The speech was strategic in another sense: by laying out a positive social democratic path toward prosperity, the Obama administration is implicitly responding to the challenge of authoritarian populism and its putative chieftain, Venezuelan president Hugo Chávez. Not to be lightly dismissed, Chávez advances an ideology deeply rooted in Latin America that today poses the main alternative to the Obama-Clinton opportunity vision. By articulating a progressive social agenda, Clinton not only resonates with reigning social democrats in like-minded countries such as Peru, Uruguay and Costa Rica, but she also seeks to draw in populist-leaning, opportunistic leaders, such as Ecuadorian President Rafael Correa, who flirt with Chávez.

But will Clinton’s “opportunity” agenda take hold? Since the Spring 2009 Summit of the Americas in Trinidad and Tobago, Washington has initiated several inter-American forums on energy, social innovations and women’s networks, and has pegged a social inclusion theme onto the Bush administration’s Pathways to Prosperity. The Obama-Clinton institutional strategy—label it flexible functionalism or pragmatic multilateralism—calls for the participation of civil society networks and interested governments (Brazil is welcome if it wishes, Venezuela less so).

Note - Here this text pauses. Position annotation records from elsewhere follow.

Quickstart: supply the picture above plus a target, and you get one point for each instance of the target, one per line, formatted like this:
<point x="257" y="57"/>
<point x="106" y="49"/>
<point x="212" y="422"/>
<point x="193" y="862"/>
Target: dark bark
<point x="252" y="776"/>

Can the administration empower these forums to go beyond small-scale demonstration projects? Can the United States engage the World Bank and Inter-American Development Bank, with their many billions of dollars, to fully back its “opportunity” agenda? Can the administration pull in U.S. and Latin American businesses to engineer the public-private partnerships that will give depth to its vision? Will the administration establish the internal coordinating mechanisms required to accumulate resources and maintain bureaucratic focus?

Most importantly, now that the United States has embraced the development-with-equity agenda that mainstream Latin America has advocated for so long, do the region’s leaders possess the historic courage and political imagination to seize the moment and partner in the three-tier opportunity strategy?